Cantata by Johann Sebastian Bach

Der Himmel dacht auf Anhalts Ruhm und Glück (Since heaven cared for Anhalt's fame and bliss), BWV 66.1, BWV 66a, is a congratulatory cantata by Johann Sebastian Bach. The work was first performed in Köthen on 10 December 1718. The music has been lost apart from a fragment, but Bach appears to have recycled some of his material in other works, allowing for the cantata's partial reconstruction.

== History ==
Bach composed the secular cantata, or serenata, in 1718 in Köthen to celebrate the twenty-fourth birthday of his employer Leopold, Prince of Anhalt-Köthen on 10 December. Bach's duties included directing a small orchestra, and his stay at
Köthen tends to be associated with instrumental compositions, but he had the opportunity to compose some vocal music as the court also employed singers, although usually on a temporary basis.

The cantata text was by Christian Friedrich Hunold, who was based at Halle about twenty-three miles from Köthen. Bach and Hunold collaborated on other cantatas, including one for the same birthday, Lobet den Herrn, alle seine Heerscharen, BWV Anh. 5.
Hunold's text was included in a collection, Auserlesene und theils noch nie gedruckte Gedichte (Selected and partly never printed poems), which he published the following year, and has thus survived. Bach's music has been lost apart from a fragment, but there is scope for its reconstruction as he recycled some of it in at least one sacred work.
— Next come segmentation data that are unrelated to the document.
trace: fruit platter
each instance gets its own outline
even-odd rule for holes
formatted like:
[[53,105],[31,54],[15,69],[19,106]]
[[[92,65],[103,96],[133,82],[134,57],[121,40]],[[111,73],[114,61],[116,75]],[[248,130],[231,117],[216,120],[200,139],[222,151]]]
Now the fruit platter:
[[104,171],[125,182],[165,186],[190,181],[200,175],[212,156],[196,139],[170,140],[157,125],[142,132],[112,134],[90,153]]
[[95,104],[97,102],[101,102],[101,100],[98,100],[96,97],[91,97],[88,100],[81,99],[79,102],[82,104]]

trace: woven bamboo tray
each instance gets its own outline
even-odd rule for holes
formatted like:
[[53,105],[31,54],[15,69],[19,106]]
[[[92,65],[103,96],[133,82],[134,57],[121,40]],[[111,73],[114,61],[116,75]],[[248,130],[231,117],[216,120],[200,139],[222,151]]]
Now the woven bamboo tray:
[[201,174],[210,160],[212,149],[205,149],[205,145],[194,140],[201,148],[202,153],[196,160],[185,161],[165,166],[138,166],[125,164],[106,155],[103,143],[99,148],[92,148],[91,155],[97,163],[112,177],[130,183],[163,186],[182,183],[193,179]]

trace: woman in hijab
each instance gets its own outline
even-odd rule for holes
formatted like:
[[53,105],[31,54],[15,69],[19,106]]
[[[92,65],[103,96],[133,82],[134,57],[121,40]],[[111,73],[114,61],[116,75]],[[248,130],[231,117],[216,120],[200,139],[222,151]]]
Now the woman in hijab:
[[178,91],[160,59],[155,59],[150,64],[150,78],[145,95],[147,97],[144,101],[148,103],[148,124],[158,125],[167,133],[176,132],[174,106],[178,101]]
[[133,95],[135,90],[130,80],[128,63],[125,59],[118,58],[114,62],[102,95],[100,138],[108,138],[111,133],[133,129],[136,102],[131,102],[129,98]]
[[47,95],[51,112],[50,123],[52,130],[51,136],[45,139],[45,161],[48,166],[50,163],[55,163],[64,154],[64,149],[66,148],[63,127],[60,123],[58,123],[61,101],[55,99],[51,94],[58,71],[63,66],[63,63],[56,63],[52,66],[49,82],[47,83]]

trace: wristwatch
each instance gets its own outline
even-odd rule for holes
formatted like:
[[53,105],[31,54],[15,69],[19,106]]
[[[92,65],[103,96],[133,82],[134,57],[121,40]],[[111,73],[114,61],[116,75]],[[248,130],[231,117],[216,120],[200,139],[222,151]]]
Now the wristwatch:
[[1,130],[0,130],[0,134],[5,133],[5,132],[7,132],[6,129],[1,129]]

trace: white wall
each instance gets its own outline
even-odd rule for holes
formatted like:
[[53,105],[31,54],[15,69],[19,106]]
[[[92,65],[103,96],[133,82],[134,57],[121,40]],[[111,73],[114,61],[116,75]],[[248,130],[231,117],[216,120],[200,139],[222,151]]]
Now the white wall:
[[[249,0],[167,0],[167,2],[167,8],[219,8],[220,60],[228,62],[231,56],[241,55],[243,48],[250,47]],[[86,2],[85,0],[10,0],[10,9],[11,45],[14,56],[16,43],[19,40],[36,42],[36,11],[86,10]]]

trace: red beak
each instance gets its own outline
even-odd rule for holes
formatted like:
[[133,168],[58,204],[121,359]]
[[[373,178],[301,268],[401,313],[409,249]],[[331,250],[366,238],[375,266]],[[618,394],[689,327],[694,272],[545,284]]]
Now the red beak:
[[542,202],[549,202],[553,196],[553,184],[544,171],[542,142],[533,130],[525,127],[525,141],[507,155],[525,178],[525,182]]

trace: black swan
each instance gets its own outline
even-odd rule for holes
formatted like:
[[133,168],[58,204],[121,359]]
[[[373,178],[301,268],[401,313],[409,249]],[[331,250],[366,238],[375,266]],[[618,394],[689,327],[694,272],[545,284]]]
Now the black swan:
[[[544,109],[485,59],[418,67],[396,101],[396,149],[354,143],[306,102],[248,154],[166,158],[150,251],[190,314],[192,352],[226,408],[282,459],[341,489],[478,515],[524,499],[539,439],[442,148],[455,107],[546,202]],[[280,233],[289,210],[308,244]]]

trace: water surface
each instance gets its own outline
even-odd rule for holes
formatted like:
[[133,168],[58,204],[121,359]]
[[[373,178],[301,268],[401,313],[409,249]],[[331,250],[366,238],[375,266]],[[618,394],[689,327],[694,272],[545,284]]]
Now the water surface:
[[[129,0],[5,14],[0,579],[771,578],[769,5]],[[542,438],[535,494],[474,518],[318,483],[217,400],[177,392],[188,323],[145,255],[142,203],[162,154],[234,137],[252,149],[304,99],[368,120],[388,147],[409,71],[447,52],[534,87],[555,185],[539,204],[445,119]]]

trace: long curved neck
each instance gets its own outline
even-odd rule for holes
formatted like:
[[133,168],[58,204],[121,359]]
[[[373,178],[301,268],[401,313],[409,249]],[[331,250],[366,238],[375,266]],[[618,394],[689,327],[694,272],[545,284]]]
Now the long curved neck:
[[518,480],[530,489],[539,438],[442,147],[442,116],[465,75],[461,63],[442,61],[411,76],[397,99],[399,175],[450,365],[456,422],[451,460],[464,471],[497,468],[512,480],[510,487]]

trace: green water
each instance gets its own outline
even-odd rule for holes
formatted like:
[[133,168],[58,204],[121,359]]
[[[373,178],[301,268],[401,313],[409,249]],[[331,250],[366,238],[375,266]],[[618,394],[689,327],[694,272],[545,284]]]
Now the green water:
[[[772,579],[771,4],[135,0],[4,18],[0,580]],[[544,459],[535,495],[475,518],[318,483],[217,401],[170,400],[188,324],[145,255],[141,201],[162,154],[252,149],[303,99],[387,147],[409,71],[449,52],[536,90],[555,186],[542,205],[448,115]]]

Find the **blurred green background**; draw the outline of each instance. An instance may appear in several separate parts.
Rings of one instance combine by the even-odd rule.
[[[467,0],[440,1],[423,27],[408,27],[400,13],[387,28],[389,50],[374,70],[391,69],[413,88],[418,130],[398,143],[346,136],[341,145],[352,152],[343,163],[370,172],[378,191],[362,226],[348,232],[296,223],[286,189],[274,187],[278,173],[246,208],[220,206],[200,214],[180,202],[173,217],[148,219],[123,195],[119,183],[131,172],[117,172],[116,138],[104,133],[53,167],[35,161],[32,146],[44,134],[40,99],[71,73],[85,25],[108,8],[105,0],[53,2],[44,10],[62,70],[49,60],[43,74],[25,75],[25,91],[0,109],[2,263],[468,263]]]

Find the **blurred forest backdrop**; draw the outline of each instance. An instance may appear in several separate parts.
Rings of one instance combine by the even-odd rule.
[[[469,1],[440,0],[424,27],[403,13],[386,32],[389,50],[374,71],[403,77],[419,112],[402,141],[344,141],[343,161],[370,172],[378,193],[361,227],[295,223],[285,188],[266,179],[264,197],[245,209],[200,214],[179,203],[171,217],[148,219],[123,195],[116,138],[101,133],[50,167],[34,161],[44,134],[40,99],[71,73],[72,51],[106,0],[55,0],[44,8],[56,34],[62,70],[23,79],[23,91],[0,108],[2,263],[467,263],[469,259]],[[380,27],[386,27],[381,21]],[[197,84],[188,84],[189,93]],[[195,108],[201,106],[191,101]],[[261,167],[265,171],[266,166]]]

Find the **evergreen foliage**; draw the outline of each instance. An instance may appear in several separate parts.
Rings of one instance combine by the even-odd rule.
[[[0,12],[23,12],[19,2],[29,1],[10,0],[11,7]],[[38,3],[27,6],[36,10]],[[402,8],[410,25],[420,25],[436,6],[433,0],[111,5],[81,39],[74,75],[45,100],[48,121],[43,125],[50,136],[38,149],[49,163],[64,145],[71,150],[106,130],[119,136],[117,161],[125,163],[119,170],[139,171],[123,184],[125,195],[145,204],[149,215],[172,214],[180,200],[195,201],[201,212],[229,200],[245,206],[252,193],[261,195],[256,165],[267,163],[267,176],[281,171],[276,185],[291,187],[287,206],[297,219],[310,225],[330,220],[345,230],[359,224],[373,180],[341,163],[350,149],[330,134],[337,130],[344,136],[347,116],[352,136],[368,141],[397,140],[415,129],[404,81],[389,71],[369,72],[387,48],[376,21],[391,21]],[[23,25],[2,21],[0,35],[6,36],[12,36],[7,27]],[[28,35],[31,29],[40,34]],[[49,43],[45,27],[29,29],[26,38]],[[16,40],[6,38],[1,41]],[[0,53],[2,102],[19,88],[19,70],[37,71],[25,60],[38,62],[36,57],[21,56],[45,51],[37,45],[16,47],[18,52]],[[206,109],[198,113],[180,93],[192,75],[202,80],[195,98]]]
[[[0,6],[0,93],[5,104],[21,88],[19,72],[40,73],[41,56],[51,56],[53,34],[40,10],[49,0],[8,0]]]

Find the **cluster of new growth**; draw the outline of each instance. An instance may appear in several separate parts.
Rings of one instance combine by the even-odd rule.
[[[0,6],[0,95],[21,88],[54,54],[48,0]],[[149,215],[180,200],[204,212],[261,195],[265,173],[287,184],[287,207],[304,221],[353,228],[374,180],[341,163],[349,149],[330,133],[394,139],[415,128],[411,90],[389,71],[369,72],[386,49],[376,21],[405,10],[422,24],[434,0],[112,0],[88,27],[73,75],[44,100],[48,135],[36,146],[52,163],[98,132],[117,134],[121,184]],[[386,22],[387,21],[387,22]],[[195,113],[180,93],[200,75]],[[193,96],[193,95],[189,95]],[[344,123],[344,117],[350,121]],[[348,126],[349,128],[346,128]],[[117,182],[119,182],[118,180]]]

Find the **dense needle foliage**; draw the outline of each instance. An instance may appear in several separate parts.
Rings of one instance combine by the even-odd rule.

Bach adapted several movements for his 1724 cantata for Easter Monday, Erfreut euch, ihr Herzen, BWV 66.2. While the structure of the sacred cantata is different (it is closed with a chorale, and it opens with music from the closing movement of the secular cantata), Bach preserved the original dialogue form in which two allegorical figures appear. For Die Glückseeligkeit Anhalts (Fortune of Anhalt) and Fama (Fame), he substituted the alto "Fear" in place of Fortune and the tenor "Hope" in place of Fame.

John Eliot Gardiner has suggested that instrumental music from the lost cantata survives in another cantata from the composer's Leipzig years. The music in question, a sinfonia for strings and woodwind, is the first movement of Am Abend aber desselbigen Sabbats, BWV 42, which was first performed in 1725.

== Structure ==
The work has eight movements:
1. Recitative: Der Himmel dacht' auf Anhalts Ruhm und Glück
2. Aria: Traget ihr Lüffte den Jubel von hinnen
3. Duet recitative: Die Klugheit auf dem Thron zu sehn
4. Duet aria: Ich weiche nun; ich will der Erden sagen
5. Duet recitative: Wie weit bist du mit Anhälts Götter-Ruhm
6. Aria: Beglücktes Land von süsser Ruh und Stille!
7. Duet recitative: Nun theurer Fürst! der seinen Purpur schmücket
8. Chorus: Es strahle die Sonne

== Publication ==
Der Himmel dacht auf Anhalts Ruhm und Glück was published in the Neue Bach-Ausgabe, edited by Alfred Dürr, with a critical report 1964. The cantata was published in a critical edition of Alexander Grychtolik's reconstruction by Breitkopf & Härtel.

== Recordings ==
- Mitteldeutsche Hofmusik, Alexander Grychtolik. Ruhm und Glück (Fame and Happiness). Rondeau Production, 2012.